All’impatto sulla salute umana, si aggiunge quello sull’intero ecosistema, con i cambiamenti climatici che rappresentano una vera e propria “febbre” planetaria, che a sua volta si ripercuote sulla salute.

La vita quotidiana, in famiglia e sul lavoro gira a velocità senza precedenti ed è fonte di moderne patologie da stress, depressione e altri disturbi mentali, che nell’insieme sono tra le prime cause al mondo di morte e disabilità.

Il fast-food è una delle icone della società globalizzata, contribuendo alla pandemia di obesità e di molte malattie croniche.

Il consumo crescente di antimicrobici (sostanze che uccidono o inibiscono la crescita dei microrganismi) in medicina, ma soprattutto nell’industria zootecnica per permettere (in uso combinato con ormoni e mangimi di origine animale) allevamenti intensivi, è all’origine della crescita esponenziale di ceppi di microrganismi (es: virus, batteri, parassiti) resistenti agli antimicrobici.

Certo, grazie alla interconnessione globale idee e opinioni si scambiano quasi istantaneamente sulle reti sociali informatiche. Le reti sociali possono veicolare la mobilitazione della cittadinanza globale nella difesa della salute; facilitano l’accesso alle conoscenze, la collaborazione scientifica e l’interazione tra sistemi sanitari nazionali (per esempio in risposta ad allerte epidemiologiche).

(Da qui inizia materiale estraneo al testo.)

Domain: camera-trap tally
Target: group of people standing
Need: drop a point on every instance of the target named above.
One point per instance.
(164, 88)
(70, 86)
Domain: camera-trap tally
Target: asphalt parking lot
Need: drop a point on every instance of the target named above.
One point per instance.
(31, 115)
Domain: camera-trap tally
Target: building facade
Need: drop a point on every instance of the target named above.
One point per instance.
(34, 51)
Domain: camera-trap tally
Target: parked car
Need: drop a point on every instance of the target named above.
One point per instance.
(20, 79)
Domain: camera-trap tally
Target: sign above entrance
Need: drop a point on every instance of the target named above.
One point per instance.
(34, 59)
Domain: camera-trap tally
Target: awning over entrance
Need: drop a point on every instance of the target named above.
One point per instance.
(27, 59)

D’altra parte, l’enorme quantità di informazioni (anche false o fuorvianti) rese accessibili a milioni di persone va molto al di là delle capacità della loro verifica e metabolizzazione, contribuendo paradossalmente ad una massiva ed in alcuni casi pericolosa disinformazione, anche sanitaria.

I mercati online consentono transazioni istantanee, al di fuori di ogni controllo; il mercato farmaceutico virtuale è una delle principali fonti di distribuzione di farmaci falsi o contraffatti. Al tempo stesso la rete favorisce interazioni che sono all’origine della diffusione di nuove patologie (cyber-bullismo, ludopatie, disturbi del comportamento, etc.).

Come raccogliere dunque la sfida della salute globale?

Le crisi sono occasioni di ripensamento e crescita.

Forse l’epidemia di Covid-19 può offrire all’umanità e a ciascuna/o di noi un’opportunità.

Non solo siamo chiamate/i a prestare un’attenzione particolare al comune destino planetario dell’umanità, e quindi a ricostruire la necessaria solidarietà internazionale – ma anche intergenerazionale – per farvi fronte; diviene indispensabile piuttosto intraprendere individualmente e collettivamente una trasformazione profonda.

È un invito a ripensare i nostri consumi, i nostri comportamenti alimentari, lo stile di vita e le nostre relazioni sociali, l’uso del tempo e del territorio che ci ospita.

Si tratta di rigenerare il modo in cui si affronta il tema della salute in una prospettiva valoriale più consona alla costruzione di una società umana sana, conviviale, in armonia con la Natura e fondata su fondamentali e inalienabili diritti umani.

Autore

Dottor Eduardo Missoni

Laureatosi in Medicina e Chirurgia presso l’Università di Roma “La Sapienza”, si è più tardi specializzato in Medicina Tropicale, ottenendo anche un Master of Science presso la London School of Hygiene and Tropical Medicine.

Ha operato a lungo nei Paesi in via di sviluppo prima come volontario civile (Nicaragua), dedicandosi all’assistenza medica, alla promozione sociale delle comunità contadine ed alla gestione della sanità pubblica. Successivamente, come funzionario dell’UNICEF (Messico), lavorando per la sanità di base, l’infanzia e la promozione della donna. Dal 2001 insegna “Politiche Globali per la Salute” all’Università Bicocca (Milano), e negli anni 2009-2010 è stato Visiting Professor per “Etica e Organizzazioni Internazionali” allo IOMBA dell’Université de Genève (Ginevra).

Membro del comitato scientifico di ISDE, Associazione Medici per l’Ambiente.